Once again, we are not suggesting that all these frameworks are poorly designed. After all, they constitute the spinal tap of many reliable and scalable architectures out there. More modestly, we are just trying to say that whatever the motivations behind their design was, it is not easy to retro-fit them for exquisite developer experience for data developers.

The distinct impression we have at this point is that many popular cloud data tools are not designed for humans, but rather for machines to run when humans are busy doing something else. For instance, orchestrators are built to run efficiently at scale and reliably during the night, but when we try to develop on them we feel that they force the wrong level of abstraction and a very slow feedback loop on us.

The suboptimal ergonomics of our current cloud setup for data is one of the main reasons for people to develop locally. This apparently innocent sin creates a divide between dev and prod that snowballs into unnecessary complexity, high costs, and widespread inefficiency. It’s a butterfly effect that puts a serious burden on organizations.

Going forward, data workloads will become truly ubiquitous in our applications. Building people-first experience in the cloud is important because it is the foundation to transition into more mature production processes to iterate on our applications more efficiently.

The first thing we need to remove the need to go local is: FaaS with fast turnaround time. A simple way to write and organize our code and a fast way to run it into the cloud (like really fast, faster than our local machines).

In the next post, we will talk about removing the second reason, that is making it easier to collectively work and debug directly on production data, by versioning code and data at once.

Until next time!


1 It is hard to turn DX into measurable KPIs:

https://arxiv.org/pdf/2205.06352.pdf

https://dl.acm.org/doi/10.1145/3595878

but as (allegedly) Einstein used to say “not everything that can be counted counts and not everything that counts can be counted”.

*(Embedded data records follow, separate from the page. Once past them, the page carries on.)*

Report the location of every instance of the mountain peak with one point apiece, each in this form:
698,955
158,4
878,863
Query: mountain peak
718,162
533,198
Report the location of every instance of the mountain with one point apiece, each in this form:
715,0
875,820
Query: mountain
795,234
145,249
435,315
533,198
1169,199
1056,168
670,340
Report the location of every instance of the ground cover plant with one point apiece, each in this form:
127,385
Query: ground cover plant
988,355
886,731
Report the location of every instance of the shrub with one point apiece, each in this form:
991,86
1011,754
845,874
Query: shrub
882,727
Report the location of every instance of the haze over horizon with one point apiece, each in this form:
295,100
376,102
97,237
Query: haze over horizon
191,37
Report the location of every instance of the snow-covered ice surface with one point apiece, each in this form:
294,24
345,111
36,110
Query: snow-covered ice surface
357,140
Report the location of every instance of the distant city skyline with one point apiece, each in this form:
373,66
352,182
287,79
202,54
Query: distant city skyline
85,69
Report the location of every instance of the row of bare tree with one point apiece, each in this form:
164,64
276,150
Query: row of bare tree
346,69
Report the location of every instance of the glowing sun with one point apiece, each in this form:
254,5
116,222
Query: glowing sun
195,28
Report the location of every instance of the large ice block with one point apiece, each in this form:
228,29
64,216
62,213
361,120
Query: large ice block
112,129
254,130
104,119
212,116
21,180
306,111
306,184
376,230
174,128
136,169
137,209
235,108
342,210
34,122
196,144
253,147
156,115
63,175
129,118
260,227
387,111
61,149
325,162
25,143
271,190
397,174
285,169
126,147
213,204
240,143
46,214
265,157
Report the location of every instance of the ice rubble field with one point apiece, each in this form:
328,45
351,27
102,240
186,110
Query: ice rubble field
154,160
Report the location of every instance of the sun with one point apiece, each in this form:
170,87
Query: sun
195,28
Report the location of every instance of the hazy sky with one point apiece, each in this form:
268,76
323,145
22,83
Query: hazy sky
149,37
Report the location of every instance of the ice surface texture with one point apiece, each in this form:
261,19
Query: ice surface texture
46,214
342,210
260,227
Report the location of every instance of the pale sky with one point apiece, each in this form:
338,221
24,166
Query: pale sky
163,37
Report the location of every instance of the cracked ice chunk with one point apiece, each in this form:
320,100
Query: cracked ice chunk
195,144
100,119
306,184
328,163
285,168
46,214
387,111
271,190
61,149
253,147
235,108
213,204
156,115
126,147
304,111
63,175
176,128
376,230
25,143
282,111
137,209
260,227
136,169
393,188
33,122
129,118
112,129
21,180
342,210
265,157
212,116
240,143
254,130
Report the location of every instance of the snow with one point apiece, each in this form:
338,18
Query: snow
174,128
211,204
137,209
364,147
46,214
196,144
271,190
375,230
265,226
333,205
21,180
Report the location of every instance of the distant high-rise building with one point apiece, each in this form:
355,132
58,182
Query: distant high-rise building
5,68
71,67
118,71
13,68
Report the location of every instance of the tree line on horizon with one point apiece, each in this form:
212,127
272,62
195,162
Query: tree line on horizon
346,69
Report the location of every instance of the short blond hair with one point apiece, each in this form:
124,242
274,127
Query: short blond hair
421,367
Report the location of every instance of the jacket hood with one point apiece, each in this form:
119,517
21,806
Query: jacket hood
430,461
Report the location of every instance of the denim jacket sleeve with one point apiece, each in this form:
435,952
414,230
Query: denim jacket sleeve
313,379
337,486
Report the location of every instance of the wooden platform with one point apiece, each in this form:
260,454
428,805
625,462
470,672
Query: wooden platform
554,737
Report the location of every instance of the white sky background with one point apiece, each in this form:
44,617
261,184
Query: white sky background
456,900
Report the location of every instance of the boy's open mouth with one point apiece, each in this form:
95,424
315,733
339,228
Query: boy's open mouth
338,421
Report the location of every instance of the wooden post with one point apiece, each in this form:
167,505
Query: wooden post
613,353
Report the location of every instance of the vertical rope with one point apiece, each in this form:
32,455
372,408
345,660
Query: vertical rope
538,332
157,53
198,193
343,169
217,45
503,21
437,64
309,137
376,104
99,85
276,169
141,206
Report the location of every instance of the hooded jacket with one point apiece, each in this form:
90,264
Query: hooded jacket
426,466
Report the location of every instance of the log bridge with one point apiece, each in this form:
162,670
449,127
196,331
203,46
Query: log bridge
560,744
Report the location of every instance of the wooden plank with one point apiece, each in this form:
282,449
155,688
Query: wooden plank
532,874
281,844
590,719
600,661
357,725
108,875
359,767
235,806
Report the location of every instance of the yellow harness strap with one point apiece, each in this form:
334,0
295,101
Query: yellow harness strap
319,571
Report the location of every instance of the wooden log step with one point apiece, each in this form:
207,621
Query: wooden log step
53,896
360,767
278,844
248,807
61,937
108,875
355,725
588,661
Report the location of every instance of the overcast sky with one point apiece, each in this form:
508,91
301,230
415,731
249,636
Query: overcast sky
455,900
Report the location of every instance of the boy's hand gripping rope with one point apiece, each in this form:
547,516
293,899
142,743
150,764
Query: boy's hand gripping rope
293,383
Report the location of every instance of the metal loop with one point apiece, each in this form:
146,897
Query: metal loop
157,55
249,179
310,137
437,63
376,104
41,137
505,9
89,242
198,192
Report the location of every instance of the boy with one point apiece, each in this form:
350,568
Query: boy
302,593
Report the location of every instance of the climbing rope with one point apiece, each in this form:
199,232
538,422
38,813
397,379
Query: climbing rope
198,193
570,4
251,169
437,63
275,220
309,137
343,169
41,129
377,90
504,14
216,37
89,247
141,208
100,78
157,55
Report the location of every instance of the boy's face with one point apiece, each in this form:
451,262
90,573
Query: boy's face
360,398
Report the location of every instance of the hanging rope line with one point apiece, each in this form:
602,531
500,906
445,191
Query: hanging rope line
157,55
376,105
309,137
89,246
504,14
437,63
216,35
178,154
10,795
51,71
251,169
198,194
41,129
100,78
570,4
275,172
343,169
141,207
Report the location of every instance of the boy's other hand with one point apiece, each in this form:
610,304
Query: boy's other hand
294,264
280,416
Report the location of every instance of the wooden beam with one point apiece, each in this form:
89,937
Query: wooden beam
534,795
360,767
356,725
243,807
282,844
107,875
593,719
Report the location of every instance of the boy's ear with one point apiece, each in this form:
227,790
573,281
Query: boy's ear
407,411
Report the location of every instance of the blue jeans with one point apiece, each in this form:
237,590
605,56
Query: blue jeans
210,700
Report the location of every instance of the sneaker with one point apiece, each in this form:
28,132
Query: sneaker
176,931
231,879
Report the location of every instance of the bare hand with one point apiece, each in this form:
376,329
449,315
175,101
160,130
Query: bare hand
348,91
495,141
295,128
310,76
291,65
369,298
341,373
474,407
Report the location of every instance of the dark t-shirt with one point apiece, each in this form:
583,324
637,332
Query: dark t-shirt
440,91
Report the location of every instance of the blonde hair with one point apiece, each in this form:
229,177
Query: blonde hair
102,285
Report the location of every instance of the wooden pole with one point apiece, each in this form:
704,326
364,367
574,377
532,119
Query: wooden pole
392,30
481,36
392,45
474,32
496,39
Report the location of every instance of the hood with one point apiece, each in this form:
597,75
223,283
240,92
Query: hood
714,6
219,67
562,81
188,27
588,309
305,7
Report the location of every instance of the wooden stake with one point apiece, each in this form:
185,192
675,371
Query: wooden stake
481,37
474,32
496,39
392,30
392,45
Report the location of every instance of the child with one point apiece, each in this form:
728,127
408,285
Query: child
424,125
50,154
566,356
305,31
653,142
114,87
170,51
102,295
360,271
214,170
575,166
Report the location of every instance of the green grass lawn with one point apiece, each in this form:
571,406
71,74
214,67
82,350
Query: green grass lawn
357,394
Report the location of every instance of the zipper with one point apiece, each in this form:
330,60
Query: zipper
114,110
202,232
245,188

2 Frameworks like Metaflow point to the growing need of decoupling code and infra as much as possible.

3 When choosing your tools it is worth keeping in mind that first-gen Python orchestrators (like Airflow and Luigi) were not designed to move data artifacts around while second-gen ones (like Prefect) are much better at that, although they unfortunately trade in isolation (Prefect).

4 Note that we have used many of these tools while building ML systems including more specialized options like Metaflow. We tried pretty much everything out there before landing on a clear tool chain.